This optimization is automatic. The optimizer detects EXPAND chains and propagates sip_sel bitmaps into the graph operation's extended node. During execution, the EXPAND opcode checks each source node against the SIP bitmap and skips it entirely if no neighbors can pass the downstream filter.
/* Without SIP: expand all 1M source nodes, then filter */
/* With SIP: skip source nodes that can't produce passing results */
ray_op_t* nbrs = ray_expand(g, src_nodes, rel, 0);
ray_op_t* pred = ray_lt(g, nbrs, ray_const_i64(g, 1000));
ray_op_t* result = ray_filter(g, nbrs, pred);
/* Optimizer automatically injects SIP bitmap on the EXPAND node */
Factorized Execution
Multi-hop graph expansions can produce enormous intermediate results (the cross-product of all paths). Rayforce avoids materializing these cross-products using factorized vectors (ray_fvec_t) and factorized tables (ray_ftable_t).
/* Factorized vector: represents a column without materializing all rows */
typedef struct ray_fvec {
ray_t* vec; /* underlying ray_t vector */
int64_t cur_idx; /* >= 0: single value at index */
/* -1: full vector active */
int64_t cardinality; /* how many rows this represents */
} ray_fvec_t;
/* Factorized table: accumulation buffer for WCO joins */
typedef struct ray_ftable {
ray_fvec_t* columns; /* array of factorized vectors */
uint16_t n_cols;
int64_t n_tuples; /* factorized tuple count */
ray_t* semijoin; /* RAY_SEL bitmap of qualifying keys */
} ray_ftable_t;
When factorized = 1 is set on a graph op's extended node, the executor emits factorized output instead of flat vectors.
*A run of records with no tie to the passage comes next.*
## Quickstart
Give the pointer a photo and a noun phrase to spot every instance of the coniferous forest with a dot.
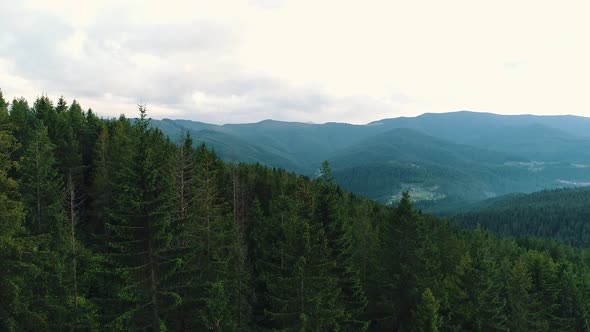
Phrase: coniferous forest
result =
(110, 225)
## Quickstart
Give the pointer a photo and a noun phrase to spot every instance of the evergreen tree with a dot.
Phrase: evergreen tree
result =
(139, 223)
(427, 316)
(14, 282)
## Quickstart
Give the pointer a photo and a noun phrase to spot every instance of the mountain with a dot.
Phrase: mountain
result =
(444, 159)
(562, 214)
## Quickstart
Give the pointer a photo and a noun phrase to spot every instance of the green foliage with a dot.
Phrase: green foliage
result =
(560, 214)
(168, 237)
(427, 316)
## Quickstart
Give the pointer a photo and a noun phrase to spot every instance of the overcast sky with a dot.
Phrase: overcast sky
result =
(310, 61)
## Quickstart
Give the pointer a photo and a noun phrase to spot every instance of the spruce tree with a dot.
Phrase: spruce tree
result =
(427, 315)
(139, 229)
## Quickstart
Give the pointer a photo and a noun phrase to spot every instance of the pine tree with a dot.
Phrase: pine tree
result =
(42, 187)
(339, 231)
(139, 223)
(15, 313)
(23, 123)
(519, 301)
(427, 316)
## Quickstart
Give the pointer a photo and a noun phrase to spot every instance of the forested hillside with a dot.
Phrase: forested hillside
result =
(562, 214)
(110, 225)
(443, 160)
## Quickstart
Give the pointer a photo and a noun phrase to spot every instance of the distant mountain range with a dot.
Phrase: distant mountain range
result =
(442, 159)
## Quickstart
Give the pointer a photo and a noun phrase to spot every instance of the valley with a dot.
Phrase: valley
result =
(467, 156)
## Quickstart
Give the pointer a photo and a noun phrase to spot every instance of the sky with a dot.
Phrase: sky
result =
(308, 61)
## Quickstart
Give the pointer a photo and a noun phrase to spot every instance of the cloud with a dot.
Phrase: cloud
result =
(249, 60)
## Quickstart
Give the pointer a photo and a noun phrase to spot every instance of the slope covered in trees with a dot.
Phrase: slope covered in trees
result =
(450, 158)
(562, 214)
(109, 225)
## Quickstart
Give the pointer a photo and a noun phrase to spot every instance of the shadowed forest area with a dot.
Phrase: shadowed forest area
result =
(107, 224)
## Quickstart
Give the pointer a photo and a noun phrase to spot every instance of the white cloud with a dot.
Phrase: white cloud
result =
(353, 61)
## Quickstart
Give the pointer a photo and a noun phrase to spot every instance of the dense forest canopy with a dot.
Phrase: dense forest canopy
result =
(110, 225)
(444, 160)
(560, 214)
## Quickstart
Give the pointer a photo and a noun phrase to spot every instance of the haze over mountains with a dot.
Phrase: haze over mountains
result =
(442, 159)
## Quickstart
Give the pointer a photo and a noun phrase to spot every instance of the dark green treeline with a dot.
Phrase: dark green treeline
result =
(108, 225)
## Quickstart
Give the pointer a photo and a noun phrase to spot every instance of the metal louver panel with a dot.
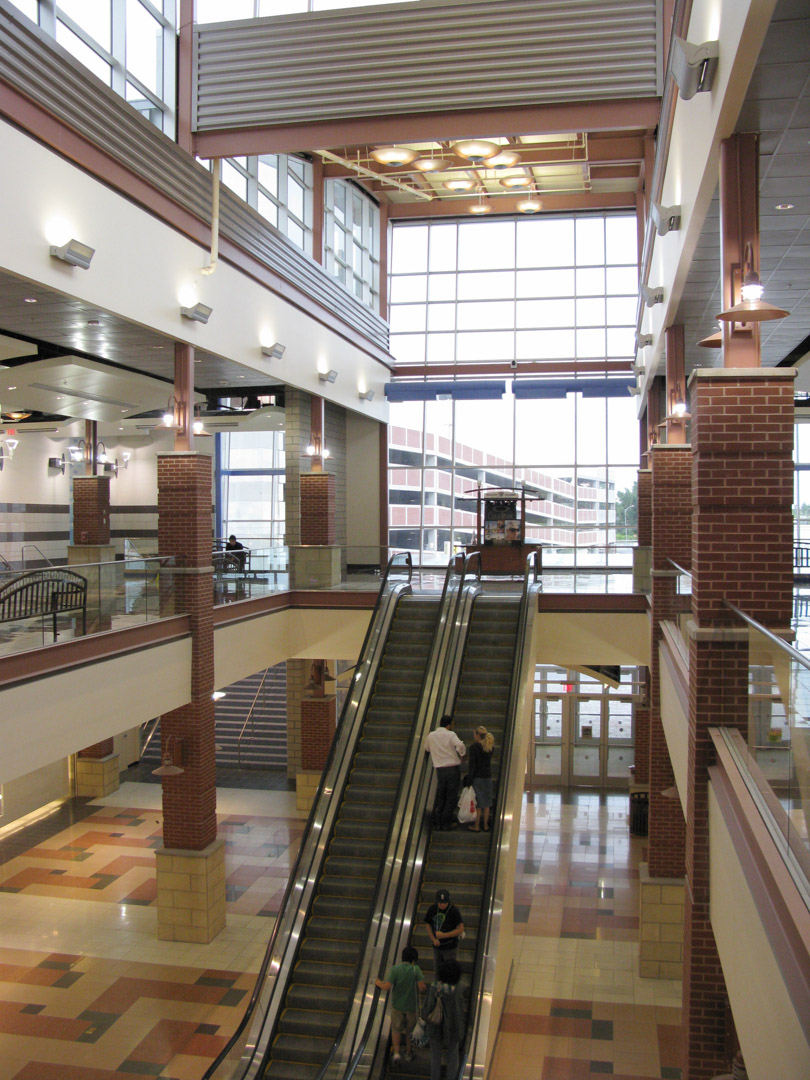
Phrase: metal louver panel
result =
(39, 68)
(474, 54)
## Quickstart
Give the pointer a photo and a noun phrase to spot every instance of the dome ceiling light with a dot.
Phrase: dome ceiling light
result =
(515, 181)
(475, 149)
(393, 154)
(507, 159)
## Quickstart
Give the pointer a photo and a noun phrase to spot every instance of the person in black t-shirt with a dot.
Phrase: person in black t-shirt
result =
(445, 928)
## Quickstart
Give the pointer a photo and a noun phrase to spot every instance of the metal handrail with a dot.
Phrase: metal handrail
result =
(248, 718)
(274, 968)
(42, 555)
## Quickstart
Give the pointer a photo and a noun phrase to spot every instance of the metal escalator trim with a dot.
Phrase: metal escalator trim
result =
(239, 1058)
(393, 901)
(472, 1060)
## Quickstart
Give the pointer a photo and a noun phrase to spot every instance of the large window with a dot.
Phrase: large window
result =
(130, 44)
(280, 187)
(351, 240)
(251, 472)
(552, 292)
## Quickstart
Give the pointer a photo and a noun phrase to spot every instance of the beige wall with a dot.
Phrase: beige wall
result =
(770, 1035)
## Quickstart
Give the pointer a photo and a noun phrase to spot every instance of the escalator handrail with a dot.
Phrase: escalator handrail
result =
(478, 988)
(350, 1042)
(322, 802)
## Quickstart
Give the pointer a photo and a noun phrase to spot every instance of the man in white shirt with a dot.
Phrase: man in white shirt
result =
(446, 751)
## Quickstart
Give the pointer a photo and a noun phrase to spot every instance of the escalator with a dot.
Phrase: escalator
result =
(321, 986)
(457, 861)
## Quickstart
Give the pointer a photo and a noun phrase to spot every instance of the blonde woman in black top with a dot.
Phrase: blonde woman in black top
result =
(481, 777)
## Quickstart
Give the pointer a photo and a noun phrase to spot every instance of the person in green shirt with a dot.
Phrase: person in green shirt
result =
(406, 980)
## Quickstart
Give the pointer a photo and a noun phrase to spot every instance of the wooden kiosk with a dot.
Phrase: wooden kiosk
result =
(501, 529)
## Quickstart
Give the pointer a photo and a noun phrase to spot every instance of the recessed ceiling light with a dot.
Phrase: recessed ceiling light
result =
(430, 164)
(393, 154)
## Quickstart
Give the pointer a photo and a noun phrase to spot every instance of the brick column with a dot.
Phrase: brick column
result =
(191, 863)
(642, 552)
(318, 562)
(742, 551)
(672, 468)
(96, 767)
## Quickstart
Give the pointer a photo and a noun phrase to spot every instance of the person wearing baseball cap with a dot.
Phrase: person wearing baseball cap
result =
(445, 928)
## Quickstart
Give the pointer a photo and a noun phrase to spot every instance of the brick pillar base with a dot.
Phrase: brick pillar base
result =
(191, 893)
(319, 723)
(661, 927)
(97, 770)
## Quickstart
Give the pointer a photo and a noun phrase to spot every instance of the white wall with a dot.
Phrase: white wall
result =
(362, 487)
(142, 268)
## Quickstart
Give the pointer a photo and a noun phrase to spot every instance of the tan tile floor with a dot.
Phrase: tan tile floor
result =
(88, 991)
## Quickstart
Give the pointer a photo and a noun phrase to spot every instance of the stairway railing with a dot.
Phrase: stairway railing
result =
(248, 719)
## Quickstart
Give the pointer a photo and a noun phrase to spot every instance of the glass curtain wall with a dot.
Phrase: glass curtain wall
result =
(129, 44)
(251, 487)
(552, 292)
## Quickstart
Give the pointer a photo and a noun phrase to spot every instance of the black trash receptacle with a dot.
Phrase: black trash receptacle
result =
(639, 808)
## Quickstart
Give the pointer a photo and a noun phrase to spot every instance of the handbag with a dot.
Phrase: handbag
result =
(419, 1035)
(436, 1013)
(467, 806)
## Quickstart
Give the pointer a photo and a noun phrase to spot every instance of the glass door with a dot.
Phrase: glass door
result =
(582, 729)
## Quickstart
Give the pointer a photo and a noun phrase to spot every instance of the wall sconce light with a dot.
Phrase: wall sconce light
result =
(693, 66)
(77, 450)
(172, 754)
(198, 427)
(751, 308)
(274, 351)
(75, 253)
(173, 415)
(665, 218)
(315, 450)
(200, 313)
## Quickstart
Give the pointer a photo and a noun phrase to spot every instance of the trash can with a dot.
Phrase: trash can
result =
(639, 808)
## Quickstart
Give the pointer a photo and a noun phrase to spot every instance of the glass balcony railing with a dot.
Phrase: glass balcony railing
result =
(775, 764)
(57, 604)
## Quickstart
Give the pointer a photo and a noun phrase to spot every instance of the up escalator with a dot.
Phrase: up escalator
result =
(457, 861)
(321, 986)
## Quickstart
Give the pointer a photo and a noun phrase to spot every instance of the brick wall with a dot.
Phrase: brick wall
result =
(742, 551)
(671, 512)
(319, 720)
(318, 508)
(184, 530)
(645, 508)
(92, 510)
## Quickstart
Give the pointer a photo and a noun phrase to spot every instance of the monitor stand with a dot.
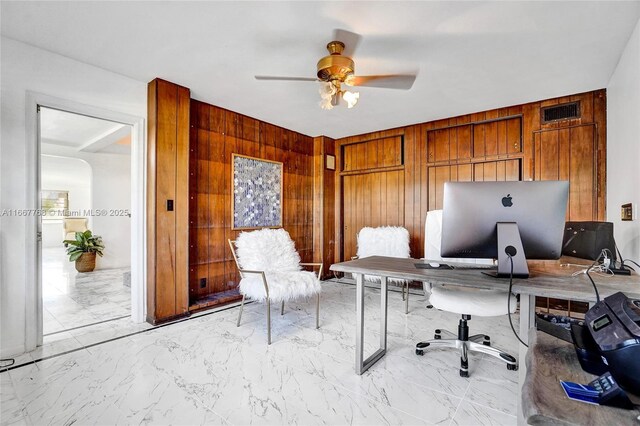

The factorized representation keeps each expansion level as a separate vector with a cardinality multiplier, deferring materialization until the final result is needed (via ray_ftable_materialize).
Algorithm Summary
| Category | Opcode | Algorithm | Complexity |
|---|---|---|---|
| Traversal | OP_EXPAND | 1-hop CSR lookup | O(d) |
| Traversal | OP_VAR_EXPAND | BFS/DFS variable-length | O(V+E) |
| Traversal | OP_DFS | Depth-first search | O(V+E) |
| Traversal | OP_RANDOM_WALK | Random walk | O(L) |
| Shortest path | OP_SHORTEST_PATH | BFS | O(V+E) |
| Shortest path | OP_DIJKSTRA | Dijkstra (binary heap) | O((V+E) log V) |
| Shortest path | OP_ASTAR | A* with Haversine | O((V+E) log V) |
| Shortest path | OP_K_SHORTEST | Yen's algorithm | O(kV(V+E) log V) |
| Centrality | OP_PAGERANK | Iterative PageRank | O(I(V+E)) |
| Centrality | OP_DEGREE_CENT | Degree centrality | O(V) |
| Centrality | OP_BETWEENNESS | Brandes | O(VE) |
| Centrality | OP_CLOSENESS | Closeness centrality | O(VE) |
| Community | OP_LOUVAIN | Louvain modularity | O(V+E) |
| Community | OP_CONNECTED_COMP | Label propagation | O(V+E) |
| Community | OP_CLUSTER_COEFF | Local clustering | O(V*d^2) |
| Optimal join | OP_WCO_JOIN | Leapfrog TrieJoin | O(E^{3/2}) |
| Spanning | OP_MST | Kruskal | O(E log E) |
| Similarity | OP_COSINE_SIM | Cosine similarity | O(ND) |
| Similarity | OP_EUCLIDEAN_DIST | L2 distance | O(ND) |
| Similarity | OP_KNN | Brute-force KNN | O(ND + N log K) |
| Similarity | OP_HNSW_KNN | HNSW approximate KNN | O(D log N) |
| Ordering | OP_TOPSORT | Kahn's topological sort | O(V+E) |